Setback for Australia's Ban on Phones in Immigrant Detention

March 20, 2017


On Friday, the government of Australia met a legal stumbling block in its attempt to prohibit mobile phones in migration holding cells, a law that nay-sayers say would subject foreigners to criminal treatment.


A judge sitting on the case threw out the government’s proposition that the federal court of Australia lacked the legal capacity to conduct a hearing on the case.


The federal government has the grace of a fortnight to appeal the judgment. If no appeal is forthcoming, then the federal court would proceed to entertain a class-action suit by those who have been detained. They argue that a straight prohibition of mobile phones from holding centers would be against the law.


The new law, if implemented would set back hundreds of people locked up in holding centers in the Australian mainland and also on the boundary of Christmas Island in the Indian Ocean.


The prohibition of cell phones would not extend to foreigners and refugees who try to enter Australia by sea and have been assigned to migration settlements on the countries on the Pacific island such as Papua New Guinea and Nauru.


The majority of the refugees come from Australia by air and are remanded in the holding cells on the mainland together with foreign individuals who have gone against the terms and conditions of their permits and convicts who are waiting to be sent back to their native country after serving out their time in jail.

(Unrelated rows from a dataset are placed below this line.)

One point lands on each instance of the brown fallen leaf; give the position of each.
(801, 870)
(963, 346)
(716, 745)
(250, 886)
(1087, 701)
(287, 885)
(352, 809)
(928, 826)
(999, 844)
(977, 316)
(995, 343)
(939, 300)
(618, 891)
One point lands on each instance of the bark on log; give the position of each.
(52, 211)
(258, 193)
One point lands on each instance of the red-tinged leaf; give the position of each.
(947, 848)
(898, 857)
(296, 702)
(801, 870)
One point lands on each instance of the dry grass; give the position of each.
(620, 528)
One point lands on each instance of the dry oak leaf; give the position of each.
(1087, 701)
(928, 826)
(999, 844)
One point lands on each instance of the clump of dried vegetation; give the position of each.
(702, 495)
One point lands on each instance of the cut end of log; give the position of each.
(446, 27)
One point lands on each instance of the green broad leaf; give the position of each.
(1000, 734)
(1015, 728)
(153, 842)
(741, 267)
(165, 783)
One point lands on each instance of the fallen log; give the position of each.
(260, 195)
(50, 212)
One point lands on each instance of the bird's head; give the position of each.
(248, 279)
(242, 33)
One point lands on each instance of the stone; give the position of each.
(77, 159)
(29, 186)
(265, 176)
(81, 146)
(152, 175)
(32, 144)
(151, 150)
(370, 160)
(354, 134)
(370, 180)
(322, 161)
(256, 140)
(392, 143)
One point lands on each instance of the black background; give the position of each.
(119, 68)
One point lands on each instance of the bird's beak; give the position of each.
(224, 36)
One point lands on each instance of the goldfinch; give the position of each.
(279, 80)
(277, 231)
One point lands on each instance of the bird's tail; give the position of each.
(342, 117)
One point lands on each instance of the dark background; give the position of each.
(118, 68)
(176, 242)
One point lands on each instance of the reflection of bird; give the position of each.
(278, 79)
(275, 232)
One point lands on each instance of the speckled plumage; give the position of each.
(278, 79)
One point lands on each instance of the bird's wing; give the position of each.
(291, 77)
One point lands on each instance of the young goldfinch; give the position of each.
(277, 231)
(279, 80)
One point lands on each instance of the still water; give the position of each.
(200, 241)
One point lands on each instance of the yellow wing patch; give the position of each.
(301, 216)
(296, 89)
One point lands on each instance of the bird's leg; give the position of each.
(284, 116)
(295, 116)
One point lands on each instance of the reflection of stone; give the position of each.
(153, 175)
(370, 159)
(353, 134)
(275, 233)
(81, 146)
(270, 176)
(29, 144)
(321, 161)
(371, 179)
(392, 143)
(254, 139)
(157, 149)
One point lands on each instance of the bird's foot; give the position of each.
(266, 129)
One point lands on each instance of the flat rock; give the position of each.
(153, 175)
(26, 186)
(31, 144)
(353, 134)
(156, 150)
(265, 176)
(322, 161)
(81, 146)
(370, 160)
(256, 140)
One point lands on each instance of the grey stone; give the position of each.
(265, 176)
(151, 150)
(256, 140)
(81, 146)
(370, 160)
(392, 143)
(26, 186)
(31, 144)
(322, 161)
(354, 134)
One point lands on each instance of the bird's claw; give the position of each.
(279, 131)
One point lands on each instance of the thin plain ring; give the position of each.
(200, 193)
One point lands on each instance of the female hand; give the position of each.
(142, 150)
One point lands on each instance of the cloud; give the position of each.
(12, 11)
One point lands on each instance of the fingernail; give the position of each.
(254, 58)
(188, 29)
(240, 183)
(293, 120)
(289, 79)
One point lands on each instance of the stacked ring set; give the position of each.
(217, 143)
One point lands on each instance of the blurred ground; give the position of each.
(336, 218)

The Australian Department of migration and territory security had earlier determined to seize all mobile phones the previous month, but an injunction obtained just in time by human right activists in the country prevented them from going ahead with the proposed act.


The injection allowed for prisoners and those held in detention to maintain communication with their family to the outside world until the legal process surrounding the phone seizing law had been resolved.


A senior attorney at the country’s justice scheme that began the injunction, George Newhouse, stated that though mobile phones are totally outlawed in holding centers in Australia, refugees and foreigners should not be subjected to criminal treatments.


“Looking for protection should not turn you into a criminal. Cell phones provide foreigners and refugees the platform they need to keep in touch with their families and the world at large.


Their psychological stability is dependent on this,” Newhouse stated.


“The outright ban on mobile phones treats the innocent man as though he was guilty. The government needs to look into this properly,” Newhouse added.